Californian cyber-security company Zscaler’s annual threat report calls for organisations to re-evaluate and secure mobile devices, IoT devices and OT systems.

And it has identified more than 200 malicious apps in the Google Play Store, with over eight million installs.

The annual ThreatLabz report highlights mobile, IoT and OT cyber-security trends, risks and prescriptive zero-trust defence strategies.

Zscaler specialises in cloud security. Its ThreatLabz 2024 report offers an overview of the mobile, IoT and OT cyber threat landscape from June 2023 to May 2024, during which the Zscaler cloud blocked 45% more IoT malware transactions than last year, indicative of botnets continuing to proliferate across IoT devices.

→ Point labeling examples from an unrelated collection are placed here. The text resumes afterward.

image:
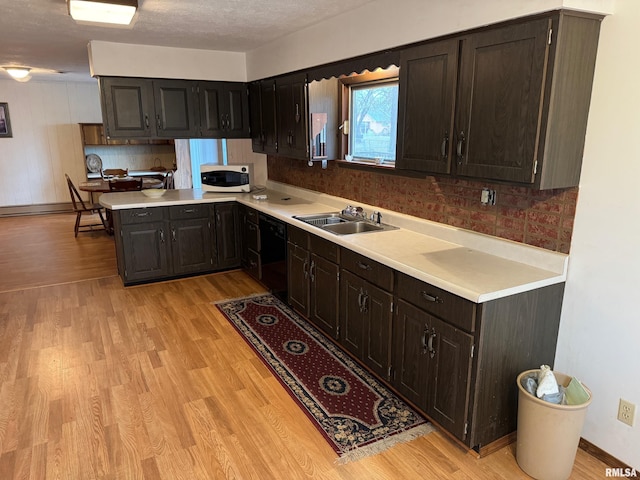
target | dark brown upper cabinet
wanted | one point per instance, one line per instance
(127, 107)
(176, 108)
(224, 109)
(428, 76)
(521, 103)
(291, 113)
(262, 100)
(156, 108)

“Cyber criminals are increasingly targeting legacy exposed assets, which often act as a beachhead to IoT and OT environments, resulting in data breaches and ransomware attacks,” said Deepen Desai, chief security officer at Zscaler. “Mobile malware and AI driven vishing attacks add to that list making it critical for CISOs and CIOs to prioritise an AI powered zero trust solution to shut down attack vectors of all kinds, safeguarding against these attacks.”

With 29% growth in banking malware attacks and a 111% rise in spyware year over year, cyber attacks have never been more profitable for threat actors, either through monetary gain via direct extortion or passthrough use of stolen personally identifiable information (PII) and user credentials that can be sold and leveraged in future attacks.

Anatsa (www.zscaler.com/blogs/security-research/technical-analysis-anatsa-campaigns-android-banking-malware-active-google), a known Android banking malware that uses PDF and QR code readers to distribute malware, has targeted more than 650 financial institutions and, more specifically, users in Germany, Spain, Finland, South Korea and Singapore.

The technology (18%), education (18%) and manufacturing (14%) sectors are the most frequent targets of mobile malware. Education in particular saw a 136% increase in blocked transactions compared with the previous year.

Additionally, for the second year in a row, manufacturing experienced the highest volume of IoT malware attacks, accounting for 36% of all IoT malware blocks observed on the Zscaler Zero Trust Exchange platform. When analysing unique devices across different verticals, this sector stands out with the highest implementation of IoT devices due to its extensive use of IoT applications, ranging from automation and process monitoring to supply-chain management.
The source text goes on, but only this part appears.